Za miesiąc finał LK we Wrocławiu
Do zakończenia tegorocznej edycji Ligi Konferencji pozostało pięć meczów. W najbliższy czwartek odbędą się dwa pierwsze półfinałowe starcia – Real Betis zagra przed własną publicznością z Fiorentiną, natomiast Chelsea podejmie u siebie rewelację rozgrywek, szwedzkie Djurgårdens IF.
Rewanżowe pojedynki zaplanowano na 8 maja, natomiast wielki finał odbędzie się 28 maja we Wrocławiu. Do decydującego starcia pozostał równy miesiąc, a już od blisko półtora roku trwają przygotowania do tego, aby mecz mógł odbyć się w jak najlepszych warunkach.
– Chociaż nasz stadion to jeden z najnowocześniejszych obiektów w Europie, to jednak ma już 12 lat i pewne rzeczy trzeba było usprawnić. Kończymy ostatnie zadanie, czyli wymianę murawy, która od jutra będzie układana. To musi być murawa najwyższej jakości, bo to będzie jedno z najważniejszych wydarzeń piłkarskich na świecie w tym roku – powiedział podczas konferencji prezes Tarczyński Arena Marcin Przychodny.
Ogromne zainteresowanie finałem LK we Wrocławiu
Obecny na konferencji był również Łukasz Wachowski, sekretarz generalny Polskiego Związku Piłki Nożnej. Zdradził on, że aktualnie zainteresowanie biletami na finał Ligi Konferencji jest zdecydowanie większe, niż wynosi jego pojemność.

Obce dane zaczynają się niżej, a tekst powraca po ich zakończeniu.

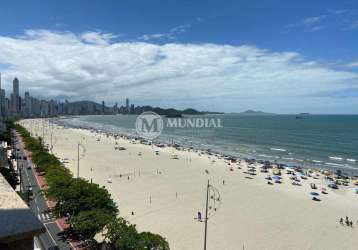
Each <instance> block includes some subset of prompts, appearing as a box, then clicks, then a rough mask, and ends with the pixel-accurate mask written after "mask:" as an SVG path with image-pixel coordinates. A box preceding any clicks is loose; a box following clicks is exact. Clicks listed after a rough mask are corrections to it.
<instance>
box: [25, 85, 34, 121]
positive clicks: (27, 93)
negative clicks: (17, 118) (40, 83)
mask: <svg viewBox="0 0 358 250" xmlns="http://www.w3.org/2000/svg"><path fill="white" fill-rule="evenodd" d="M31 112H32V111H31V98H30V93H29V92H27V91H26V92H25V112H24V113H25V116H26V117H30V116H31Z"/></svg>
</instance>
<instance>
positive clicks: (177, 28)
mask: <svg viewBox="0 0 358 250" xmlns="http://www.w3.org/2000/svg"><path fill="white" fill-rule="evenodd" d="M190 27H191V25H190V24H185V25H179V26H176V27H174V28H172V29H170V30H169V31H168V32H166V33H155V34H145V35H142V36H140V37H139V38H138V39H139V40H143V41H149V40H160V39H169V40H173V39H176V36H177V35H179V34H182V33H184V32H186V31H187V30H188V29H189V28H190Z"/></svg>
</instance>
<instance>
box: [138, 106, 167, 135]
mask: <svg viewBox="0 0 358 250" xmlns="http://www.w3.org/2000/svg"><path fill="white" fill-rule="evenodd" d="M135 126H136V131H137V134H138V135H139V136H141V137H143V138H145V139H148V140H153V139H155V138H157V137H158V136H159V135H160V134H161V133H162V131H163V119H162V117H161V116H160V115H158V114H156V113H154V112H151V111H148V112H143V113H142V114H140V115H139V116H138V117H137V119H136V122H135Z"/></svg>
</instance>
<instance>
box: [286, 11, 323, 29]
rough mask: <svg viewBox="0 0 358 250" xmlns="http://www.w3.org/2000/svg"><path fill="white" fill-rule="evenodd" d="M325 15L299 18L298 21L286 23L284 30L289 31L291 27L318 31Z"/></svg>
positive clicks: (292, 27)
mask: <svg viewBox="0 0 358 250" xmlns="http://www.w3.org/2000/svg"><path fill="white" fill-rule="evenodd" d="M326 17H327V15H320V16H313V17H306V18H303V19H302V20H300V21H299V22H298V23H293V24H289V25H286V30H287V31H289V30H291V29H298V28H301V29H304V30H305V31H312V32H314V31H319V30H321V29H322V28H323V25H322V24H321V23H322V22H323V21H324V20H325V19H326Z"/></svg>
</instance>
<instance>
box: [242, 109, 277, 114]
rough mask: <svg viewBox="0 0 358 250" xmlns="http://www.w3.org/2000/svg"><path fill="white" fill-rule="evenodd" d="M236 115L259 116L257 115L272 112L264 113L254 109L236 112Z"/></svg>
mask: <svg viewBox="0 0 358 250" xmlns="http://www.w3.org/2000/svg"><path fill="white" fill-rule="evenodd" d="M237 114H238V115H247V116H259V115H274V114H273V113H266V112H263V111H259V110H258V111H255V110H251V109H249V110H246V111H244V112H240V113H237Z"/></svg>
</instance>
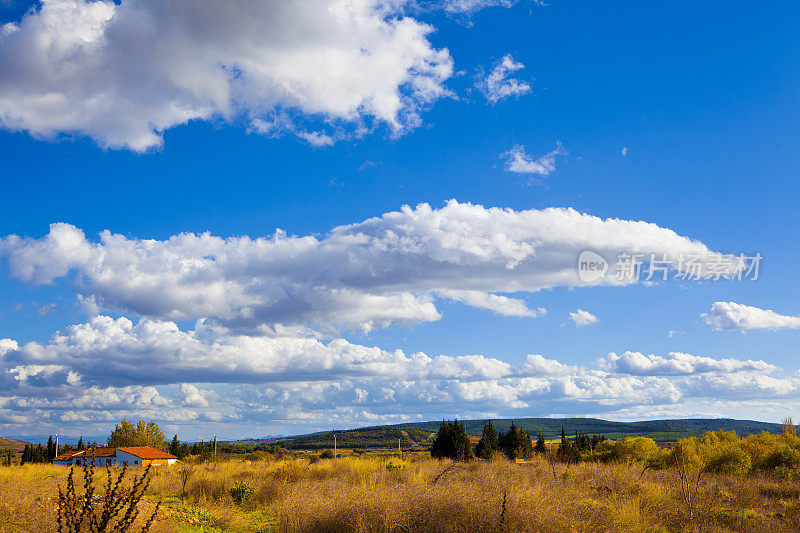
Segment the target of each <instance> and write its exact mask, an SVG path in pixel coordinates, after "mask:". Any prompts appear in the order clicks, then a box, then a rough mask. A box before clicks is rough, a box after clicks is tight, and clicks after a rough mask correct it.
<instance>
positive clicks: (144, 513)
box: [0, 422, 800, 533]
mask: <svg viewBox="0 0 800 533" xmlns="http://www.w3.org/2000/svg"><path fill="white" fill-rule="evenodd" d="M450 424H455V426H458V425H460V423H455V422H454V423H450ZM442 426H446V425H445V424H443V425H442ZM455 426H453V425H449V426H447V427H448V430H447V431H448V434H454V435H456V438H458V439H459V440H461V442H462V443H463V439H462V437H461V430H462V429H463V426H461V429H459V428H458V427H455ZM484 429H485V431H484V433H485V434H486V435H489V437H490V440H493V441H496V442H497V446H498V448H497V449H495V450H493V451H492V452H491V453H489V452H487V451H485V450H484V455H485V456H488V459H477V458H467V457H465V456H464V455H465V453H464V451H463V450H464V448H463V445H462V446H461V447H460V448H458V447H457V448H455V449H456V450H457V453H458V454H461V459H462V460H460V461H453V460H451V459H448V458H441V459H436V458H432V457H431V455H430V453H427V452H413V453H412V452H408V453H404V454H402V457H398V453H397V452H396V451H395V452H391V451H389V450H386V451H383V452H377V451H370V452H365V451H357V452H354V451H352V450H347V451H344V452H340V453H338V454H337V457H336V458H335V459H334V458H333V455H334V454H333V453H331V452H330V451H328V450H324V451H323V452H322V453H320V452H319V451H318V450H317V451H313V452H310V451H307V452H286V451H283V450H280V449H277V448H273V449H272V450H273V452H274V453H272V452H268V451H264V450H257V451H253V452H251V453H250V454H249V455H248V456H247V459H242V458H241V457H238V458H235V459H230V458H224V457H222V456H217V457H216V459H215V458H214V457H213V456H211V457H209V456H207V455H189V456H186V457H184V460H183V461H182V462H181V463H178V464H177V465H175V466H173V467H161V468H156V469H153V472H152V473H151V476H150V483H149V487H148V489H147V491H146V494H145V496H144V498H142V500H141V501H139V502H138V507H139V518H138V519H137V521H136V526H137V527H138V528H141V527H142V526H144V523H145V522H146V521H147V520H148V519H150V517H152V515H153V513H154V512H155V511H156V505H158V509H157V515H156V517H155V519H154V520H153V521H152V524H151V527H150V531H151V532H165V531H176V532H180V533H200V532H207V533H210V532H214V533H221V532H264V531H287V532H289V531H397V532H400V531H432V532H436V531H448V532H450V531H465V532H466V531H564V532H567V531H569V532H573V531H586V532H592V531H701V530H702V531H765V532H766V531H770V532H772V531H797V530H800V437H798V435H797V432H796V430H795V428H794V426H793V425H788V426H787V427H786V431H784V433H782V434H779V435H778V434H767V433H763V434H759V435H750V436H747V437H745V438H740V437H739V436H737V435H736V434H735V432H725V431H717V432H709V433H706V434H705V435H704V436H703V437H702V438H699V439H698V438H694V437H691V438H686V439H682V440H680V441H679V442H678V443H677V444H676V445H675V446H672V447H660V446H658V445H657V444H656V443H655V442H654V441H653V440H652V439H649V438H646V437H629V438H625V439H618V440H611V439H605V440H600V439H598V438H595V439H592V438H589V437H586V438H584V437H583V436H581V435H579V436H578V437H579V438H576V439H566V438H565V439H564V441H562V442H558V441H556V442H555V443H547V444H545V443H543V444H542V445H543V447H544V450H543V451H536V450H541V446H539V442H538V440H539V439H535V440H537V443H536V444H537V446H534V447H533V451H531V452H530V453H528V451H525V452H523V455H527V456H529V458H528V459H524V458H522V457H519V456H517V457H516V460H513V461H512V460H511V459H509V452H508V451H506V450H517V451H519V449H518V447H517V445H516V444H513V442H514V440H515V439H518V438H519V437H520V434H522V433H523V432H522V431H521V430H520V429H519V428H517V429H513V428H510V429H509V431H507V432H498V433H499V436H497V438H496V439H494V438H492V437H491V434H492V432H493V429H488V427H486V426H485V427H484ZM581 442H583V443H587V442H588V446H586V447H582V445H581V444H580V443H581ZM503 443H505V444H503ZM509 443H511V444H509ZM504 446H505V448H504ZM525 448H526V450H527V447H525ZM582 448H583V449H582ZM323 457H329V458H327V459H325V458H323ZM68 474H69V469H67V468H65V467H56V466H50V465H48V464H26V465H23V466H11V467H4V468H0V491H2V494H3V498H2V501H0V532H2V533H5V532H12V531H13V532H19V531H54V530H56V529H57V528H56V526H55V524H56V520H57V514H58V509H59V497H58V495H59V492H58V491H59V486H61V487H62V488H63V487H65V486H66V484H67V476H68ZM111 474H112V476H114V479H116V476H118V475H119V472H118V471H112V472H111ZM105 475H106V474H105V471H102V470H100V471H97V472H95V475H94V478H95V483H96V484H97V485H98V487H99V489H102V486H101V485H103V484H104V483H105ZM75 478H76V479H82V477H81V476H80V475H78V474H76V475H75ZM126 479H127V481H124V482H123V485H124V486H126V487H128V486H130V484H131V483H133V480H132V476H130V475H129V476H127V477H126ZM126 483H127V485H125V484H126ZM77 485H79V486H78V487H77V488H76V489H75V490H76V492H77V493H78V500H80V495H81V493H82V491H83V490H84V489H83V488H82V487H81V486H80V484H79V483H78V484H77ZM20 487H24V490H20ZM95 493H96V494H102V490H96V491H95ZM94 500H95V502H94V504H95V505H97V506H98V507H99V508H101V509H102V506H103V505H104V504H105V503H106V502H103V501H102V497H95V498H94ZM138 530H139V529H134V531H138Z"/></svg>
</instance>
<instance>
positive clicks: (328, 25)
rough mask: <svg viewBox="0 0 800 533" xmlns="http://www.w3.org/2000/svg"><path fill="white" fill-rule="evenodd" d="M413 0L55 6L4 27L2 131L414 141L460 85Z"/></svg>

– Tarczyński Arena będzie największym stadionem, na którym do tej pory rozgrywano finał Ligi Konferencji. Oficjalnych danych oczywiście nie ma, ale szacuje się, że zainteresowanie meczem czterokrotnie przewyższa pojemność wrocławskiego stadionu. Jest to więc ogromna liczba – przyznał.